Le président américain Donald Trump a annoncé mercredi une nouvelle offensive économique contre l’Iran, écrivant sur Truth Social que Washington lancerait « l’opération économique la plus écrasante jamais menée contre un pays », qu’il a qualifiée de « D-Day économique ». Cette annonce est intervenue après l’échec du dernier canal diplomatique entre Washington et Téhéran, et après que Trump a affirmé qu’aucune discussion avec l’Iran n’était en cours ni prévue. Il a précisé que cette campagne viserait la contrebande pétrolière, les lignes de swap de devises, les transferts d’espèces, les maisons de change, les registres maritimes et les sociétés-écrans soutenant l’économie iranienne.
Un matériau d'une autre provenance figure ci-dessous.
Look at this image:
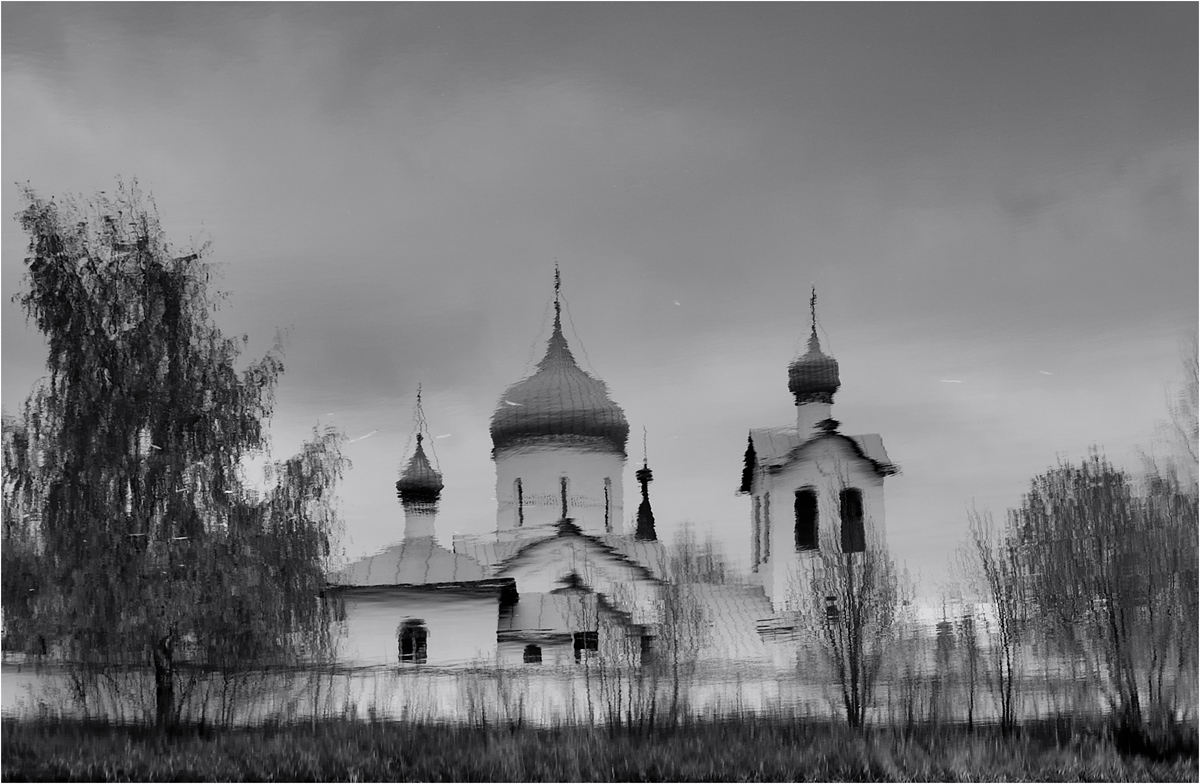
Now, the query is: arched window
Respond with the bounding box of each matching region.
[604,477,612,533]
[400,618,430,664]
[572,632,600,662]
[796,487,820,551]
[841,487,866,552]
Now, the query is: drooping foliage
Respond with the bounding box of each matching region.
[4,184,346,725]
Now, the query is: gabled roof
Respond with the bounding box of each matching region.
[454,537,528,574]
[329,537,490,586]
[496,520,659,582]
[738,426,899,492]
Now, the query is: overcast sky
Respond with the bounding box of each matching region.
[0,2,1198,594]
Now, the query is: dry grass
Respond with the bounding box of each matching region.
[2,718,1198,782]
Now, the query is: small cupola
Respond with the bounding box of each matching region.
[634,430,659,541]
[787,288,841,406]
[396,387,444,540]
[396,433,445,507]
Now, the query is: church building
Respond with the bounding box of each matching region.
[739,289,896,610]
[329,269,895,666]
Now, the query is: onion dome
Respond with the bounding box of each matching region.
[396,433,444,505]
[634,461,658,541]
[787,289,841,406]
[492,274,629,457]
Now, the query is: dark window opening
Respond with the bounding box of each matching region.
[762,492,770,563]
[400,618,430,664]
[604,477,612,533]
[642,634,654,666]
[575,632,600,662]
[796,487,820,550]
[841,487,866,552]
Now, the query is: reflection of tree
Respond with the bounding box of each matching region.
[2,186,344,729]
[654,528,726,720]
[1009,451,1198,729]
[959,511,1026,732]
[802,549,898,728]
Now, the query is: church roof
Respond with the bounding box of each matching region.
[496,520,659,582]
[329,537,490,586]
[492,301,629,456]
[738,426,899,492]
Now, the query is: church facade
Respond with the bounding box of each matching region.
[329,279,895,666]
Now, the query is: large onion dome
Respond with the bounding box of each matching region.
[396,433,444,505]
[492,309,629,457]
[787,289,841,406]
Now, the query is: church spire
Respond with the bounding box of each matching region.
[634,426,658,541]
[396,387,445,539]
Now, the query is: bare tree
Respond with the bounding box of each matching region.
[960,510,1026,732]
[1010,451,1196,732]
[802,549,898,728]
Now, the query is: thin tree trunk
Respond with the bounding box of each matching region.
[154,634,175,738]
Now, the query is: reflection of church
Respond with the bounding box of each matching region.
[331,274,894,665]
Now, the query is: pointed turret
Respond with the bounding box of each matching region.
[787,287,841,437]
[396,388,445,539]
[634,461,659,541]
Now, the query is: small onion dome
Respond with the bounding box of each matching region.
[787,328,841,406]
[492,315,629,457]
[396,433,444,503]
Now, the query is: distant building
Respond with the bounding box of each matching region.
[330,278,895,665]
[739,291,896,610]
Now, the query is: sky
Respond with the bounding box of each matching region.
[0,2,1200,596]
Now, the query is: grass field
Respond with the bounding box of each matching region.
[2,718,1198,782]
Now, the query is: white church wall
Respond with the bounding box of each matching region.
[337,588,499,666]
[496,445,625,538]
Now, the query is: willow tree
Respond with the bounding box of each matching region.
[4,184,346,729]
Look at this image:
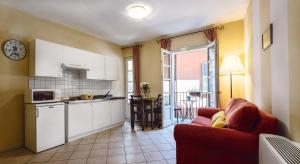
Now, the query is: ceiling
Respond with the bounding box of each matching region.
[0,0,249,46]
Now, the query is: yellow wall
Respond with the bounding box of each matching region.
[0,6,124,152]
[218,20,245,107]
[123,20,245,107]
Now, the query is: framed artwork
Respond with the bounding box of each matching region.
[262,24,273,51]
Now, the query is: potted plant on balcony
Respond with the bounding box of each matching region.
[140,82,150,98]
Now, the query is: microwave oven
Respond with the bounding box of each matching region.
[24,89,61,103]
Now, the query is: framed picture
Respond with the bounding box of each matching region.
[262,24,273,51]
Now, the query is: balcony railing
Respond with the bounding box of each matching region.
[174,92,211,119]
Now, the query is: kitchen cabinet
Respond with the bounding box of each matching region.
[109,99,125,124]
[93,101,111,130]
[85,51,105,80]
[105,56,119,80]
[29,39,63,77]
[67,102,93,138]
[62,46,89,68]
[25,103,65,153]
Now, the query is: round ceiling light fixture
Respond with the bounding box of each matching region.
[126,4,152,19]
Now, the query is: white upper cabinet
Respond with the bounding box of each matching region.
[105,56,119,80]
[63,46,88,68]
[86,51,105,80]
[29,39,63,77]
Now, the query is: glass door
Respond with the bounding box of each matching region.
[207,42,218,107]
[161,49,174,127]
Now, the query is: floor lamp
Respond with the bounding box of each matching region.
[220,55,244,98]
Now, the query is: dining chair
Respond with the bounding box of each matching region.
[130,95,144,130]
[153,94,162,128]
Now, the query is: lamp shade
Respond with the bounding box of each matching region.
[220,55,244,74]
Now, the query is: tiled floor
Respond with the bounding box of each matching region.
[0,122,176,164]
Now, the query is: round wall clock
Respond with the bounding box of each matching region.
[3,39,26,60]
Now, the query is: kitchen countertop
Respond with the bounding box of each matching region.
[26,96,126,104]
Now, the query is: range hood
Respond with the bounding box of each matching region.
[62,63,90,71]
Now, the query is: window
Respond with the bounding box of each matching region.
[126,58,133,101]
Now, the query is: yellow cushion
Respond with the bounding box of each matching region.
[211,117,226,128]
[211,110,225,125]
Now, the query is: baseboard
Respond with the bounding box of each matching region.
[0,144,24,153]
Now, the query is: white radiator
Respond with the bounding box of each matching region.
[259,134,300,164]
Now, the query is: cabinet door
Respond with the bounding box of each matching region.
[110,100,125,124]
[36,104,65,152]
[68,103,93,138]
[86,52,105,80]
[30,39,62,77]
[93,101,111,130]
[105,56,119,80]
[63,46,88,67]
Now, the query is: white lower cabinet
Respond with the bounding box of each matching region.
[25,103,65,153]
[93,101,111,130]
[67,102,93,138]
[110,99,125,124]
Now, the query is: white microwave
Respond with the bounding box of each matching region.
[24,89,61,103]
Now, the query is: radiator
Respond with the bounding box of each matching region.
[259,134,300,164]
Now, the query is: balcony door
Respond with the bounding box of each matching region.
[161,49,174,127]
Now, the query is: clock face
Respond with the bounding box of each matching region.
[3,39,26,60]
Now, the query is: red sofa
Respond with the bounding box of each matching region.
[174,99,277,164]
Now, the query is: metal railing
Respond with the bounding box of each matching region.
[174,92,211,119]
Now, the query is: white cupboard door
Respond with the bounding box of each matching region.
[30,39,62,77]
[93,101,111,130]
[105,56,119,80]
[110,100,125,124]
[86,51,105,80]
[36,104,65,152]
[68,103,93,138]
[63,46,87,67]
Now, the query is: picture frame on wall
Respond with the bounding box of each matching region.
[262,24,273,51]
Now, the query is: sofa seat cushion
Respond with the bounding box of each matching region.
[225,101,259,131]
[192,116,211,127]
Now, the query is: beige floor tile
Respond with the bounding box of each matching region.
[125,146,142,154]
[50,152,72,161]
[141,145,159,152]
[126,153,146,163]
[89,149,107,157]
[75,144,93,151]
[70,150,90,159]
[107,155,126,164]
[108,148,125,156]
[144,152,164,161]
[57,145,77,153]
[87,157,106,164]
[92,143,108,150]
[67,159,87,164]
[161,150,176,159]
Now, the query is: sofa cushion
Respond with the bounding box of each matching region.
[226,101,259,131]
[211,110,225,125]
[192,116,211,126]
[225,98,247,115]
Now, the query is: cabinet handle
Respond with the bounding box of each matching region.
[35,109,40,118]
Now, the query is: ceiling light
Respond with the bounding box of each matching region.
[126,4,152,19]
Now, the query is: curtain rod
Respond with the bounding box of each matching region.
[156,25,224,43]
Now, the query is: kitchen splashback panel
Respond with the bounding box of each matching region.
[29,70,112,97]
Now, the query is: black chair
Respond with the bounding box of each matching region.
[153,94,162,128]
[130,95,144,130]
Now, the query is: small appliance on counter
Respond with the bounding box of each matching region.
[24,89,61,104]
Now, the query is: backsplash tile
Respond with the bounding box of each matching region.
[29,70,112,97]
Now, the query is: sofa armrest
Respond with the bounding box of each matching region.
[198,108,222,118]
[174,124,258,153]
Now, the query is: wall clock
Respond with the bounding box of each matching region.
[3,39,26,60]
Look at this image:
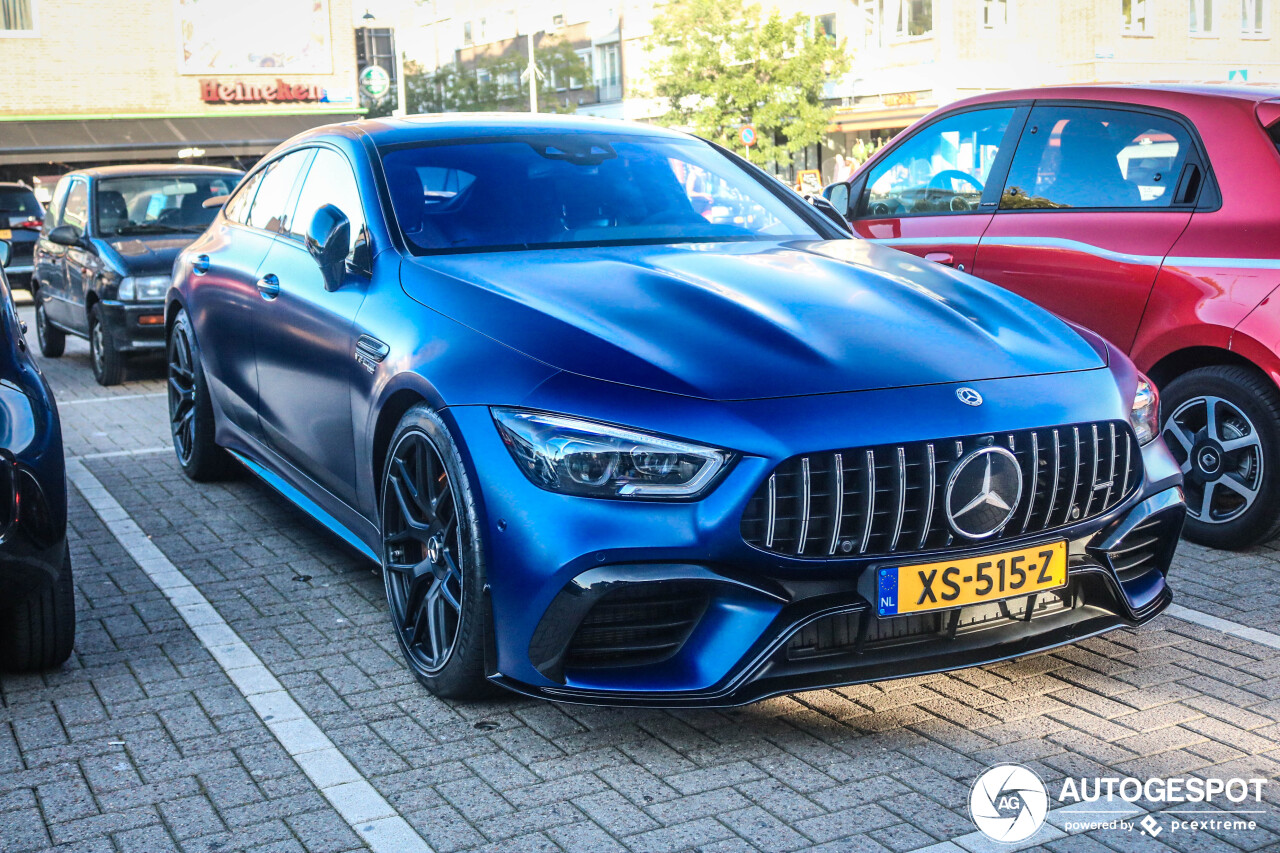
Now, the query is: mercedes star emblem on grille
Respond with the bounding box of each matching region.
[946,445,1023,539]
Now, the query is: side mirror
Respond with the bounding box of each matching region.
[805,196,854,234]
[822,181,849,219]
[49,225,81,246]
[307,205,351,291]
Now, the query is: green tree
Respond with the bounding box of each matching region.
[404,40,590,113]
[649,0,850,167]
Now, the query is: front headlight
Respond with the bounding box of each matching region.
[1129,373,1160,444]
[115,275,169,302]
[492,409,733,498]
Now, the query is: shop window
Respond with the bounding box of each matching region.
[0,0,36,36]
[1190,0,1213,36]
[982,0,1003,29]
[1000,106,1190,210]
[1120,0,1148,36]
[1240,0,1267,36]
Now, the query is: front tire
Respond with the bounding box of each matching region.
[88,305,124,386]
[0,552,76,672]
[168,309,232,483]
[380,405,498,699]
[1160,365,1280,549]
[32,292,67,359]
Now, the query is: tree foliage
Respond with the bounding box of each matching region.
[649,0,850,167]
[404,40,590,113]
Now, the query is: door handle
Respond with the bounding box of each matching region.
[257,273,280,302]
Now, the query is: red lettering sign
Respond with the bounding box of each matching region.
[200,79,325,104]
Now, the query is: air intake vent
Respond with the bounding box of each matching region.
[742,421,1142,560]
[564,580,710,669]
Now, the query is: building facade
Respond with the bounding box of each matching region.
[0,0,361,181]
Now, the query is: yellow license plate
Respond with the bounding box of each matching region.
[876,542,1066,616]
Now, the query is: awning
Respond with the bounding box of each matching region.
[0,111,360,165]
[827,104,937,133]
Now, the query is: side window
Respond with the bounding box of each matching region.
[58,178,88,231]
[223,172,262,225]
[859,106,1014,216]
[247,149,311,233]
[1000,106,1192,210]
[289,149,365,257]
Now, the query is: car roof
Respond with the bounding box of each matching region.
[948,82,1280,108]
[68,163,244,178]
[288,113,692,146]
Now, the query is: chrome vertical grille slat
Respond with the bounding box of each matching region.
[858,451,876,553]
[888,447,906,551]
[742,420,1142,560]
[827,453,845,553]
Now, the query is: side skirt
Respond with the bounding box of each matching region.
[227,451,383,566]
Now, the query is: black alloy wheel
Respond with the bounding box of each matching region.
[35,295,67,359]
[1161,366,1280,548]
[381,406,493,698]
[168,310,233,482]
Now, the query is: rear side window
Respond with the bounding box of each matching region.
[248,149,312,233]
[1000,106,1192,210]
[860,106,1014,216]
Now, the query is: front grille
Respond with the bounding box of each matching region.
[786,589,1073,661]
[564,580,710,667]
[742,421,1142,560]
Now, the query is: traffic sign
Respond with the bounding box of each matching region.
[360,65,392,101]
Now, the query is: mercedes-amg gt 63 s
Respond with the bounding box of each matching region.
[165,115,1184,706]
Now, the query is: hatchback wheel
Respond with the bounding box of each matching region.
[381,406,495,699]
[1161,366,1280,548]
[168,310,232,482]
[35,293,67,359]
[88,305,124,386]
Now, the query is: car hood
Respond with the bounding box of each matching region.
[402,240,1105,400]
[97,234,200,275]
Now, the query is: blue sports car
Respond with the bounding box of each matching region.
[165,115,1184,706]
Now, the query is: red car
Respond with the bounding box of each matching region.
[824,85,1280,548]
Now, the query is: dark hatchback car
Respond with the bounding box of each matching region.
[0,183,45,289]
[166,115,1184,706]
[0,235,76,670]
[32,165,242,386]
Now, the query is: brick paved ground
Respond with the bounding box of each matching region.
[0,300,1280,853]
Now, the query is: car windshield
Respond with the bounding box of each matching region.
[0,187,45,228]
[95,174,238,237]
[383,133,818,252]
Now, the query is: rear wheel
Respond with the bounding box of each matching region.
[35,293,67,359]
[88,305,124,386]
[0,552,76,671]
[381,406,498,699]
[1161,366,1280,548]
[168,310,232,483]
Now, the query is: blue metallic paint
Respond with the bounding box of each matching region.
[169,117,1181,703]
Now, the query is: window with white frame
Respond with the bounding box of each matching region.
[0,0,36,36]
[1240,0,1267,36]
[1120,0,1147,36]
[982,0,1009,29]
[1190,0,1213,36]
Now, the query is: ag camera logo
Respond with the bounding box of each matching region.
[969,765,1048,844]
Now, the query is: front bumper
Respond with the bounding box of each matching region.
[99,300,165,352]
[449,370,1185,706]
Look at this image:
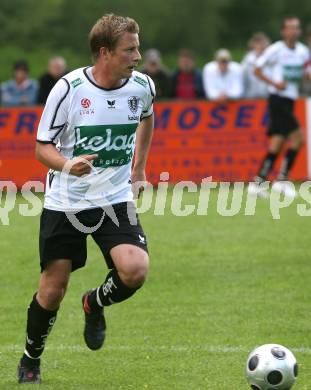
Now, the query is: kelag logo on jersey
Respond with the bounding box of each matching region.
[73,123,137,168]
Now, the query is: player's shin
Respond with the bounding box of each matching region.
[21,294,58,366]
[89,269,141,310]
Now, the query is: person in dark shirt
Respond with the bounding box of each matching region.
[38,57,66,104]
[141,49,170,100]
[171,49,205,99]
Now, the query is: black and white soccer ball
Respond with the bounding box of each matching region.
[246,344,298,390]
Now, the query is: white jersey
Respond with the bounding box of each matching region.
[241,50,268,98]
[202,61,243,100]
[37,67,155,211]
[255,41,308,100]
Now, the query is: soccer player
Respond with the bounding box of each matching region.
[249,16,308,197]
[18,14,155,383]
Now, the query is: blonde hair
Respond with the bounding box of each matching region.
[89,14,139,60]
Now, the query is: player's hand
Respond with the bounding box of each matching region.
[131,169,146,199]
[273,81,287,91]
[69,154,98,177]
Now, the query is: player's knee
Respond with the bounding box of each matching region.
[37,284,67,310]
[122,254,149,288]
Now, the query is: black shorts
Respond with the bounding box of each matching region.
[39,202,148,271]
[267,95,300,137]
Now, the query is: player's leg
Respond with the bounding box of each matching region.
[256,134,285,183]
[18,209,86,383]
[83,202,149,349]
[248,95,287,198]
[18,260,71,383]
[277,129,303,180]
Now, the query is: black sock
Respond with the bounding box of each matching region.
[278,149,298,180]
[21,294,57,366]
[257,152,278,181]
[88,269,139,310]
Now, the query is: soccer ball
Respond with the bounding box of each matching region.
[246,344,298,390]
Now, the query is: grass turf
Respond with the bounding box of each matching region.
[0,190,311,390]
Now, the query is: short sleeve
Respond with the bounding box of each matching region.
[141,75,156,119]
[37,79,70,144]
[255,44,278,68]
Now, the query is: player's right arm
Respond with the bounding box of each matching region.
[36,79,97,176]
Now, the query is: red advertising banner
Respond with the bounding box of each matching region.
[0,99,308,188]
[147,99,308,183]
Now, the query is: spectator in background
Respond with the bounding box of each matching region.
[171,49,205,99]
[38,57,66,104]
[242,32,270,98]
[300,24,311,96]
[142,49,170,99]
[203,49,243,103]
[1,60,38,107]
Trump a averti que tout pays autorisant ses institutions financières, ses entreprises, ses aéroports ou ses entités gouvernementales à venir en aide à l’Iran s’exposerait à des « conséquences économiques considérables », sans nommer de cibles précises. Des responsables américains ont présenté cette campagne comme un effort visant à accroître la pression économique plutôt qu’à élargir immédiatement les opérations militaires. Cet avertissement étend la campagne de pression au-delà de Téhéran elle-même, vers les intermédiaires étrangers — banques, registres maritimes et plateformes de réexportation — qui ont historiquement aidé l’Iran à contourner les sanctions dans ses échanges commerciaux.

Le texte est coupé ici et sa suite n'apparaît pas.